Федератовна вскочила с места, всем своим округленным телом собираясь вступить с Умрищевым в злобное действие, но в дверь вошел в валенках чуждый человек.
– Здравствуй, товарищ Умрищев, у меня горе к тебе есть! – сказал пришедший.
– Горе? – удивленно произнес Умрищев. – Для теоретического диалектика, товарищ Священный, горе всегда превращается в свою противоположность: горя боятся только идеалисты.
Священный, конечно, согласился, что горе для него не ужас, однако у него прокисли прошлогодние моченые яблоки в кооперативе и стали солеными, как огурцы, а морковь пролежала свою сладость и приобрела горечь.
– Это прекрасно! – радостно констатировал Умрищев. – Это диалектика природы, товарищ Священный: ты продавай теперь яблоки как огурцы, а морковь как редьку!
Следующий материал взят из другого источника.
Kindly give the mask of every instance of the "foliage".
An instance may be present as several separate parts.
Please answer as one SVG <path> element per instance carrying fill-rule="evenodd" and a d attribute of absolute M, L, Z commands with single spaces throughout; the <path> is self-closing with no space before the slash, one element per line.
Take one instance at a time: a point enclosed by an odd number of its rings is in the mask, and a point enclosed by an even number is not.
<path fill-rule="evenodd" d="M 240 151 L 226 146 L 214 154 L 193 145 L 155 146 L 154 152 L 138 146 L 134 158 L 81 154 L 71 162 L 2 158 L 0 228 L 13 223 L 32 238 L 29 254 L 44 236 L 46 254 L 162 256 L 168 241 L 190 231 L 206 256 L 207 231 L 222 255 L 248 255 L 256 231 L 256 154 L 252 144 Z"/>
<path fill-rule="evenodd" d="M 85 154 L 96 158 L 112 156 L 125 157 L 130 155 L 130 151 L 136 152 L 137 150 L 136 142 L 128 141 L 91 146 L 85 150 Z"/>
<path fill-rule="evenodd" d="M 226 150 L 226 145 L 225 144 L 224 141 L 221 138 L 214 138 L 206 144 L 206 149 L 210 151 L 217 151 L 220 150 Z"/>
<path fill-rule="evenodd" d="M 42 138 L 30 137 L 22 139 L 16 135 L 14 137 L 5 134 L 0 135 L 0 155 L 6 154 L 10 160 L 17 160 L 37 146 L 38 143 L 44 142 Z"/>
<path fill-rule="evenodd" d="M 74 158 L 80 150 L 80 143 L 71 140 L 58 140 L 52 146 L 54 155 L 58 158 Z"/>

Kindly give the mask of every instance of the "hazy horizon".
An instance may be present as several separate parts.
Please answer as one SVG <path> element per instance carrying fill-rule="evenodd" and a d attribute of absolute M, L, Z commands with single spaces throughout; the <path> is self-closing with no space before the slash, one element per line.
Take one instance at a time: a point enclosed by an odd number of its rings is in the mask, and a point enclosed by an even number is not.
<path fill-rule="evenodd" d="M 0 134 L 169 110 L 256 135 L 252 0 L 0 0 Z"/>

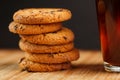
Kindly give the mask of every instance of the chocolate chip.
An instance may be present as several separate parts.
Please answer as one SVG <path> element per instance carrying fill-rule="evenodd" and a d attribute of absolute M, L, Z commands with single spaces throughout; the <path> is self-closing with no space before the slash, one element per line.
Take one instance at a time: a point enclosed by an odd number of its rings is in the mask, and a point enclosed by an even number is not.
<path fill-rule="evenodd" d="M 15 26 L 14 26 L 14 30 L 16 31 L 16 30 L 17 30 L 17 28 L 18 28 L 18 27 L 17 27 L 17 25 L 15 25 Z"/>
<path fill-rule="evenodd" d="M 42 12 L 42 11 L 39 11 L 40 13 Z"/>
<path fill-rule="evenodd" d="M 43 34 L 43 36 L 46 36 L 46 34 Z"/>
<path fill-rule="evenodd" d="M 63 9 L 59 9 L 59 10 L 57 10 L 57 12 L 62 12 L 63 11 Z"/>
<path fill-rule="evenodd" d="M 20 64 L 24 59 L 25 59 L 24 57 L 21 58 L 20 61 L 19 61 L 18 63 Z"/>
<path fill-rule="evenodd" d="M 65 40 L 67 40 L 67 37 L 66 37 L 66 36 L 63 36 L 63 38 L 64 38 Z"/>
<path fill-rule="evenodd" d="M 45 12 L 46 14 L 48 14 L 48 12 Z"/>
<path fill-rule="evenodd" d="M 51 53 L 51 54 L 48 54 L 48 57 L 54 58 L 54 55 Z"/>
<path fill-rule="evenodd" d="M 50 11 L 51 14 L 53 14 L 55 11 Z"/>
<path fill-rule="evenodd" d="M 29 72 L 29 67 L 25 67 L 21 71 L 28 71 Z"/>

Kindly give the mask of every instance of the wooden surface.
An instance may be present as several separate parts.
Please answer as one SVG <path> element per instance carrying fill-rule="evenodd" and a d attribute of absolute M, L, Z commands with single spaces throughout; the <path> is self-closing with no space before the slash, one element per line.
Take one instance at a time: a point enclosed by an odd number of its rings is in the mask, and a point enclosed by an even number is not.
<path fill-rule="evenodd" d="M 0 80 L 120 80 L 120 73 L 105 72 L 99 51 L 80 50 L 80 59 L 69 70 L 29 73 L 21 71 L 20 50 L 0 50 Z"/>

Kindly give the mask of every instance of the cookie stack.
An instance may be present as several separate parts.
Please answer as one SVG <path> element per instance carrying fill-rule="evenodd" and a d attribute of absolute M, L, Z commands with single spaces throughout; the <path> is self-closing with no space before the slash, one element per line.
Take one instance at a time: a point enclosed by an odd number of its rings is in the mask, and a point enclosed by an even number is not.
<path fill-rule="evenodd" d="M 27 71 L 68 69 L 79 58 L 73 32 L 62 22 L 71 12 L 59 8 L 31 8 L 15 12 L 9 30 L 20 35 L 19 46 L 25 51 L 20 66 Z"/>

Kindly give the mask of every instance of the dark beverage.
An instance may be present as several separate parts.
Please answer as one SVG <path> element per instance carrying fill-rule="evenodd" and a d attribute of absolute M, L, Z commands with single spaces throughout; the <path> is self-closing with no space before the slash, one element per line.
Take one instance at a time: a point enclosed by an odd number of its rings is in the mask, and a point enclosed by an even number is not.
<path fill-rule="evenodd" d="M 120 0 L 96 0 L 96 4 L 105 68 L 120 71 Z"/>

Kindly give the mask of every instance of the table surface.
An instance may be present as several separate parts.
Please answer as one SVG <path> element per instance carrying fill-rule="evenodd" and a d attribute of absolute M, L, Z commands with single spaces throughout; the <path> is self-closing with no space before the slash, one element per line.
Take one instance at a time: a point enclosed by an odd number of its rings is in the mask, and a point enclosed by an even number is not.
<path fill-rule="evenodd" d="M 120 73 L 104 71 L 100 51 L 80 50 L 71 69 L 56 72 L 21 71 L 18 61 L 23 56 L 20 50 L 0 49 L 0 80 L 120 80 Z"/>

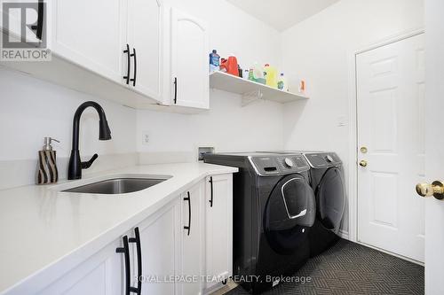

Священный жутко ухмыльнулся своим громадным пожилым лицом, на котором лежали следы возраста и рубцы неизвестных побоищ; он с непонятной жадностью поглядел на старушку, а затем сразу захохотал и умолк с внезапным испугом, точно ощутив какое-то свое, контрольное, предупреждающее сознание. От его смеха по комнате понесся нечистый воздух изо рта, и понятно стало, какую мощную жрущую силу носил в себе этот человек, как ему трудно было жить среди гула своего работающего организма, в дыму пищеваренья и страстей.
Священный сел на скамейку в отдышке от собственной тяжести, хотя он не был толст, а лишь громаден в костях и во всех отверстиях и выпуклостях, приноровленных для ощущений всего постороннего. Сидячим он казался больше любого стоячего, а по размеру был почти средним. Сердце его стучало во всеуслышанье, он дышал ненасытно и смотрел на людей привлекающими, сырыми глазами. Он, даже сидя, жил в целесообразной тревоге, желая, видимо, схватить что-либо из предметных вещей, воспользоваться всем ощутимым для единоличной жизни, сжевать любую мякоть и проглотить ее в свое пустое, томящееся тело, обнять и обессилить живущее, умориться, восторжествовать, уничтожить и пасть самому смертью среди употребленного без остатка, заглохшего мира.